Estas três virtudes são chamadas teologais porque têm a Deus por objeto de modo imediato. Pela fé nós aderimos ao que
Ele revelou; pela esperança tendemos a Deus apoiando-nos em seu socorro
para chegar a possuí-Lo um dia e vê-Lo face a face; pela caridade
amamos a Deus sobrenaturalmente mais do que a nós mesmos.

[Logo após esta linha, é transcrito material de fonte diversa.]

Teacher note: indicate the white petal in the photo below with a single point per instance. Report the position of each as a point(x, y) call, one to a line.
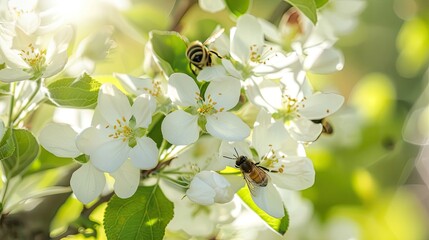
point(56, 64)
point(28, 22)
point(12, 57)
point(62, 39)
point(270, 31)
point(127, 179)
point(273, 136)
point(2, 129)
point(113, 104)
point(182, 90)
point(416, 129)
point(59, 139)
point(323, 61)
point(145, 154)
point(304, 130)
point(264, 93)
point(226, 93)
point(229, 150)
point(212, 5)
point(200, 192)
point(209, 179)
point(298, 174)
point(318, 106)
point(229, 67)
point(109, 156)
point(227, 126)
point(248, 33)
point(87, 183)
point(90, 139)
point(268, 199)
point(13, 74)
point(132, 84)
point(180, 128)
point(213, 73)
point(143, 108)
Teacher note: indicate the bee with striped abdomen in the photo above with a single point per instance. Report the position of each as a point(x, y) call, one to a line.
point(199, 54)
point(254, 175)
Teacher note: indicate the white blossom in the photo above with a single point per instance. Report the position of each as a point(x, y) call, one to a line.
point(182, 127)
point(118, 132)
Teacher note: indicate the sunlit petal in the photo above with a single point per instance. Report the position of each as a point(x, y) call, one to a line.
point(48, 138)
point(180, 128)
point(113, 104)
point(226, 93)
point(227, 126)
point(269, 200)
point(109, 156)
point(127, 179)
point(87, 183)
point(318, 106)
point(182, 90)
point(145, 154)
point(298, 174)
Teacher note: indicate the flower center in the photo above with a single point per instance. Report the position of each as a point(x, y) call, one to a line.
point(35, 57)
point(260, 54)
point(156, 89)
point(272, 161)
point(289, 110)
point(121, 130)
point(207, 106)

Estas são, sem dúvida, as virtudes mais
elevadas, pois elas é que nos fazem aperfeiçoar as outras virtudes
morais que não atingem o fim último do homem, mas sim os meios para
chegar a este fim.
Quando Deus decidiu criar - para usar
uma linguagem humana, pois ao falar de Deus não se pode falar em quando;
Ele tinha "decidido" desde toda a eternidade todas as coisas - teve em
vista antes de tudo Nosso Senhor Jesus Cristo, e não a criação, como nós
conhecemos na ordem cronológica. Toda a criação existe em função do
Verbo de Deus e como um reflexo seu.
Uma vez que Deus quando criou teve em
vista em primeiro lugar a Ele, e se estas - fé, esperança e caridade -
são as virtudes mais importantes, qual a relação destas virtudes com a
Pessoa adorável do Verbo, e mais especialmente com a sua Encarnação?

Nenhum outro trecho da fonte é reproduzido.